Houde estimates the jaw weighs about 120 pounds and the entire skull as little as a ton. And while the skull may appear to be strong, it is quite delicate.
“The upper part of the skull is deceiving. It’s mostly hollow and the surface of the skull is eggshell thin,” Houde said. “You can imagine an extremely large skull would be very heavy for the animal if it didn’t have air inside it to lighten it up just like our own sinuses. That makes the thing extremely fragile and the only thing holding it together is the sediment surrounding it.
“In fact when the sediments are removed from the sides of them, they start to fall apart immediately and literally fall into tiny, tiny bits. It has to be done carefully by somebody who knows how to go about doing it. It is a very deliberate process that takes a little bit of time.”
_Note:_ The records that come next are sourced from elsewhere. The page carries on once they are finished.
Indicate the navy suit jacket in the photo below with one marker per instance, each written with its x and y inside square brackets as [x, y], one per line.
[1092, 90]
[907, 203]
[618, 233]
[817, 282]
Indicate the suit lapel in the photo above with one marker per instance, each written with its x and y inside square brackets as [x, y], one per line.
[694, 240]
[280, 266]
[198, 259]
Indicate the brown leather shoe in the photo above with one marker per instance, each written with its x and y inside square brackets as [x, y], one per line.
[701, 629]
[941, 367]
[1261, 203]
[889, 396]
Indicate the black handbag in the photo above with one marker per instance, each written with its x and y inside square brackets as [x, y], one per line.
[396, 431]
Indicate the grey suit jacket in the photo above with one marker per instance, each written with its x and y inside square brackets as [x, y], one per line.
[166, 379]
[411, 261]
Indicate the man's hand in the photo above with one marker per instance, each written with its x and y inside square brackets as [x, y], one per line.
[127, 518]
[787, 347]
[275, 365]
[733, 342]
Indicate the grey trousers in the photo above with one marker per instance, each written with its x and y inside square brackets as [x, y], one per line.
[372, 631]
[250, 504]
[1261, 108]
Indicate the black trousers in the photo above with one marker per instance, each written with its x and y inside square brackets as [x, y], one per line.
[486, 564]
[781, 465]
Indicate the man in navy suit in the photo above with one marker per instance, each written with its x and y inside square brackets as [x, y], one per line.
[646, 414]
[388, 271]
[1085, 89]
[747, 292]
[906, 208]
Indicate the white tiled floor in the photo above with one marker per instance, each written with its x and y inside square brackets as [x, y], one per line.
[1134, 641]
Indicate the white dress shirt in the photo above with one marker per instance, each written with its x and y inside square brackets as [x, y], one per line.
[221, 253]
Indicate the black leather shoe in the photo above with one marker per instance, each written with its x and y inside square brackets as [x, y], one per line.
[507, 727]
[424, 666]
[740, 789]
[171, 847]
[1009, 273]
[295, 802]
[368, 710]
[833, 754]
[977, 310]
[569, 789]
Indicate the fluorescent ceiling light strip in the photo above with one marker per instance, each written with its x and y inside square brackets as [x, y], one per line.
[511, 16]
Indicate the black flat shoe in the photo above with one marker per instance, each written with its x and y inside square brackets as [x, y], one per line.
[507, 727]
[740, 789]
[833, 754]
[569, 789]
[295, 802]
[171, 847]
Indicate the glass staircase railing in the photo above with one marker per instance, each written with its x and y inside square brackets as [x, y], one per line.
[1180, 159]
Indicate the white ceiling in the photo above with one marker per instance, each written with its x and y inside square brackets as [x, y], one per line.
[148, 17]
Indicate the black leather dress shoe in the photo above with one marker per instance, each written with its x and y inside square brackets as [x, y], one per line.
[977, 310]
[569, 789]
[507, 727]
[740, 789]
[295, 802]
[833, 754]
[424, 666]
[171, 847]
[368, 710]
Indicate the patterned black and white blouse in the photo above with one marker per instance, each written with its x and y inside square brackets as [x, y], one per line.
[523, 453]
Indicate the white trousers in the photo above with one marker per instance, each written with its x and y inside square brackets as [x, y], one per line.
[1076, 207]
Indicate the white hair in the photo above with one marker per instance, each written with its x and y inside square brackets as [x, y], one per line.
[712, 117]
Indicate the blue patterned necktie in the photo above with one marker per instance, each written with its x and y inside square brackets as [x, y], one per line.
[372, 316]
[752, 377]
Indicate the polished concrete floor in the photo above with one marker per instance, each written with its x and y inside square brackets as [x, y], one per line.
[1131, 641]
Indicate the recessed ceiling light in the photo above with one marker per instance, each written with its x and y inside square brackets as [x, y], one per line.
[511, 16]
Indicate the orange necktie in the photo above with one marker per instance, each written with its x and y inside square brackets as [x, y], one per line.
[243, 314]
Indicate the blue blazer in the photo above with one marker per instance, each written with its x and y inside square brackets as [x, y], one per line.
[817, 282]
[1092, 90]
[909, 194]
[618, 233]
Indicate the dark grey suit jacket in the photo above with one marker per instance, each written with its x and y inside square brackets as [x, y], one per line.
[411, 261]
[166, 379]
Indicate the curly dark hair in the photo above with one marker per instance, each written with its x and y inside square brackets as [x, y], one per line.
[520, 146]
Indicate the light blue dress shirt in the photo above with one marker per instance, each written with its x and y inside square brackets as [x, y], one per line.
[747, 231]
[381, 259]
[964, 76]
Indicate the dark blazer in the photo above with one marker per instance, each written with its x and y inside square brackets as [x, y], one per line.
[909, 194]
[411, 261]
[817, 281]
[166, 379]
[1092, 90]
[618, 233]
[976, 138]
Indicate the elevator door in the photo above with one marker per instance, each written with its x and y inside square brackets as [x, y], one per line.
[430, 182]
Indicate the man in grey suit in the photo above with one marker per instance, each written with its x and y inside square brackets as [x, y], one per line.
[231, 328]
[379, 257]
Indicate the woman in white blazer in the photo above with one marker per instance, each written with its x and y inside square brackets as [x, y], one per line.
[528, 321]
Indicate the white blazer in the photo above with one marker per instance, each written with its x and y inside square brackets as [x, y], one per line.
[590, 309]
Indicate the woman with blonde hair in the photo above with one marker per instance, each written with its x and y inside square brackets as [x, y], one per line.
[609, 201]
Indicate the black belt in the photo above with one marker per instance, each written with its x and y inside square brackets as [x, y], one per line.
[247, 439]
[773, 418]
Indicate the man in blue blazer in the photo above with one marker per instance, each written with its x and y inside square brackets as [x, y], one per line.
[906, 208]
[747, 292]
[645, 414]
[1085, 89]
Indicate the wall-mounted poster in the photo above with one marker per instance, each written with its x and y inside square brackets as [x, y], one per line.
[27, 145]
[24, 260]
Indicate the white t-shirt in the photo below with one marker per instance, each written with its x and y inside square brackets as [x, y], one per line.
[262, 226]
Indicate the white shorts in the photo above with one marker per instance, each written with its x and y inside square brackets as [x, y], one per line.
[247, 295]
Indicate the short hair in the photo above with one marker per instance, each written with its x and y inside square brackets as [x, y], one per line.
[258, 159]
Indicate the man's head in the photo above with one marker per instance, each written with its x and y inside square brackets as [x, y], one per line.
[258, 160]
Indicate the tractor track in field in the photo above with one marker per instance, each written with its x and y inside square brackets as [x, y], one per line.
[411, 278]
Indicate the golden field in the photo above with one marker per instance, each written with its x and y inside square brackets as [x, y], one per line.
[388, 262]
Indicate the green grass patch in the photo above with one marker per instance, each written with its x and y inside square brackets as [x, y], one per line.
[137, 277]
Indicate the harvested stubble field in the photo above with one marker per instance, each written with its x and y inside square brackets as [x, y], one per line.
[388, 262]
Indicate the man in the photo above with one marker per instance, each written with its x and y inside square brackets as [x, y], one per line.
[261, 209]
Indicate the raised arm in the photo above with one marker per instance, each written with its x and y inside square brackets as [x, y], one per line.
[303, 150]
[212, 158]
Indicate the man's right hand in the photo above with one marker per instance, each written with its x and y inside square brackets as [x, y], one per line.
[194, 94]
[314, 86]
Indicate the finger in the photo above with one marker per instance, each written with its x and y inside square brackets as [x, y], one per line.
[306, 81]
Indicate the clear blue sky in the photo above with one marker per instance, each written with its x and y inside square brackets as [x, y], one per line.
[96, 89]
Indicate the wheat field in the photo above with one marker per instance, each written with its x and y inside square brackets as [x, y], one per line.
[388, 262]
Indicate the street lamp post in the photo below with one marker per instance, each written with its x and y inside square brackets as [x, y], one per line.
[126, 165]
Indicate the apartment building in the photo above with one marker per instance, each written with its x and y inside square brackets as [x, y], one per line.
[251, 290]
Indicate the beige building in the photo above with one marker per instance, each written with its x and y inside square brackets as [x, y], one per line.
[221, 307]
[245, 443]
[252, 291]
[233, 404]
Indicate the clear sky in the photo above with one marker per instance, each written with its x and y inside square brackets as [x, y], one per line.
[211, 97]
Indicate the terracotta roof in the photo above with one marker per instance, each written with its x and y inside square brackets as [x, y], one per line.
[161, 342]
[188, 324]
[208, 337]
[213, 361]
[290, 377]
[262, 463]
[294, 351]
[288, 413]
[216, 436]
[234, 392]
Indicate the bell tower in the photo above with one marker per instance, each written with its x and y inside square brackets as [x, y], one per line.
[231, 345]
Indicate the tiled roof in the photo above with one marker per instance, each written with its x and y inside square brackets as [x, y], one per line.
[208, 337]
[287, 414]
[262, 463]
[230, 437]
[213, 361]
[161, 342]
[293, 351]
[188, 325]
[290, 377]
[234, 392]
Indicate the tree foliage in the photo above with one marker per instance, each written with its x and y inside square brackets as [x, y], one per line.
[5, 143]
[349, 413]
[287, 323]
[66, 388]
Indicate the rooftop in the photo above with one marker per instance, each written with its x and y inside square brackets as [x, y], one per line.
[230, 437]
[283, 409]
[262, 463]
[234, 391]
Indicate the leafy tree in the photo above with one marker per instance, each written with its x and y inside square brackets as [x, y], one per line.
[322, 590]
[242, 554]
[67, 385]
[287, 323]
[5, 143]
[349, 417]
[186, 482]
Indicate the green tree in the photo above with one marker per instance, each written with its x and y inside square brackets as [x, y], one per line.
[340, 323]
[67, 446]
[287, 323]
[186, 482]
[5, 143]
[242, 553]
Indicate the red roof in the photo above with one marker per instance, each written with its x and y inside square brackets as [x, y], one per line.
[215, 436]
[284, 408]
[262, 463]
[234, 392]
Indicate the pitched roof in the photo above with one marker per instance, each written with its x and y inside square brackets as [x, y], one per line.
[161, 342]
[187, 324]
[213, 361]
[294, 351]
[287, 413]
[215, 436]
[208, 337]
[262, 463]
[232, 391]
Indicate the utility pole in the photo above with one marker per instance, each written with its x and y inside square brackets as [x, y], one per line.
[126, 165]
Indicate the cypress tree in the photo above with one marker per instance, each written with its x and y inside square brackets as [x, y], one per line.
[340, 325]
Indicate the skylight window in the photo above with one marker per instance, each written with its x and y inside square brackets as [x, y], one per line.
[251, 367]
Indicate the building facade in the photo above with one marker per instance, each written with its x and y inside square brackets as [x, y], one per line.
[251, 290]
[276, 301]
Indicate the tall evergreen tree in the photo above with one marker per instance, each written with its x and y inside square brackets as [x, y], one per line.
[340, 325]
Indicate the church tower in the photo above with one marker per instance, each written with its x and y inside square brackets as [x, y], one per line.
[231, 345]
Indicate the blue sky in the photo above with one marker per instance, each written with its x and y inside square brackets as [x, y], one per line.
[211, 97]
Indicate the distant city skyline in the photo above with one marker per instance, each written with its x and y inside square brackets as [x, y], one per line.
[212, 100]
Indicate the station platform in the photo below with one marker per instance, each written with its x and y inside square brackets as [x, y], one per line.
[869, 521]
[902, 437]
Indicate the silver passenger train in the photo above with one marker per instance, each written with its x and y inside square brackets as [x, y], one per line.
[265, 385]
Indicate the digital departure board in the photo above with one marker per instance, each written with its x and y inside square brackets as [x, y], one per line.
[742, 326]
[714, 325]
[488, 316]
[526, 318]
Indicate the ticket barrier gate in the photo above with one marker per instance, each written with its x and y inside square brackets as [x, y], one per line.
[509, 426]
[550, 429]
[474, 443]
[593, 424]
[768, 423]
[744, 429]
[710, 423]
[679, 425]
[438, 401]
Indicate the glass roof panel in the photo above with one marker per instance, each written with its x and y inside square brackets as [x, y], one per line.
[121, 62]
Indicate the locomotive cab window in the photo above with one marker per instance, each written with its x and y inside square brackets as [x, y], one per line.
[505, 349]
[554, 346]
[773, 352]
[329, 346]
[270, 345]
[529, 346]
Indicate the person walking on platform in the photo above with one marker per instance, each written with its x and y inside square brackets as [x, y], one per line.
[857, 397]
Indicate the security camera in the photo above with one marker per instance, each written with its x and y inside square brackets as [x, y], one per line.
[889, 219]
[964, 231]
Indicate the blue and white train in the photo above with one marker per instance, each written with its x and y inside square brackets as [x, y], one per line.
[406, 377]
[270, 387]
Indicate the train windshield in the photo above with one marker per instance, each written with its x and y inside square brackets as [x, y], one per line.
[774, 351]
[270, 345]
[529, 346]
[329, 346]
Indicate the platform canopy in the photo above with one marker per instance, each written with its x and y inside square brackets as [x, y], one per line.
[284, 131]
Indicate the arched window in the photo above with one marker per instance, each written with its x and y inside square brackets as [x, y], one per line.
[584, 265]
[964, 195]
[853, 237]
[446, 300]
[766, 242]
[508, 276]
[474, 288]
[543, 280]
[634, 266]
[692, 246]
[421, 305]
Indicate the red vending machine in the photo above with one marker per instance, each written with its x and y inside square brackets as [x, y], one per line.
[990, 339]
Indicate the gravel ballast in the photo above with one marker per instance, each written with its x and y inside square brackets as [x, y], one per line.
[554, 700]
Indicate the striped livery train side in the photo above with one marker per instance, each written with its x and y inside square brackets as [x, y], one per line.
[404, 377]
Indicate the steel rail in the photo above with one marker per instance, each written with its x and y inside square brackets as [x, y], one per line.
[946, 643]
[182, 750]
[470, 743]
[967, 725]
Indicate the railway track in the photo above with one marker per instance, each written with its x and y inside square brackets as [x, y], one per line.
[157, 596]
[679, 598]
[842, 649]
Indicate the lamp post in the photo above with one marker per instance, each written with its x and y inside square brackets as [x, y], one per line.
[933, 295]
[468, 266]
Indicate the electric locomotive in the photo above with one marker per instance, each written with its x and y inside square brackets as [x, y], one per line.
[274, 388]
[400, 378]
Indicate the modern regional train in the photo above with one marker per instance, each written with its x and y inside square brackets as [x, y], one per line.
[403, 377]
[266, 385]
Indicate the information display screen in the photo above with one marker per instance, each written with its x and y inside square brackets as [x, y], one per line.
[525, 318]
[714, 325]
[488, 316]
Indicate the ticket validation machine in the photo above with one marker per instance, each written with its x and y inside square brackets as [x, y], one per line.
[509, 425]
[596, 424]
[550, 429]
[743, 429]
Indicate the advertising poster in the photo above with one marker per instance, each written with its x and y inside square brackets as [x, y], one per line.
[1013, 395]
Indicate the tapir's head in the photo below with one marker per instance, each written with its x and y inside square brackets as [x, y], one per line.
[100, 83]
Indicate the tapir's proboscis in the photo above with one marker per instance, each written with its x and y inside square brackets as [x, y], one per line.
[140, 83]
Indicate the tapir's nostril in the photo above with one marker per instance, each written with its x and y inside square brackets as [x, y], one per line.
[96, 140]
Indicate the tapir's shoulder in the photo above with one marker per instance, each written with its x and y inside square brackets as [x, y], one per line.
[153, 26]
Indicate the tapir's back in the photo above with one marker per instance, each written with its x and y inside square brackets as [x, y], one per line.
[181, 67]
During the weeklong extraction process, 10 to 12 people helped at different times with the excavation of the stegomastodon skull. NMSU geology major Danielle Peltier assisted with painstaking process of gently brushing the last bits of dirt from the skull and tusk and applying chemical hardeners to ensure the ancient bones remained intact. Acting like plastics, the chemicals harden and restore the strength that would otherwise be present in the bone as protein.
“As we were brushing away the fossil as soon as we removed the sediment we needed to put a type of hardener on there to preserve the structural integrity, otherwise it would just crumble after a few days being left in the sun,” Peltier said.
Peltier, who will graduate in May 2018, plans to enter a Ph.D. track program and pursue a career as a paleontologist and academic.
“I’ve been fortunate to do field work in Las Cruces, at White Sands and in Kenya,” Peltier said. “It’s amazing to be able to travel, meet remarkable people and realize that you’re the first person to be looking at something that might be anywhere from 5,000 to 3 billion years old.”
After the skull was unearthed, the NMSU team carefully coated the fossil with plaster and placed wood braces to protect and support it. The skull was lifted from the dig site by a front-end loader and placed on a flatbed truck for the trip back to the university.
While the process to study and reconstruct the skull, jaw and tusks will take years to complete, Houde says the stegomastodon fossil will eventually go on display.
“I have every hope and expectation that this specimen will ultimately end up on exhibit and this little boy will be able to show his friends and even his own children, look what I found right here in Las Cruces.”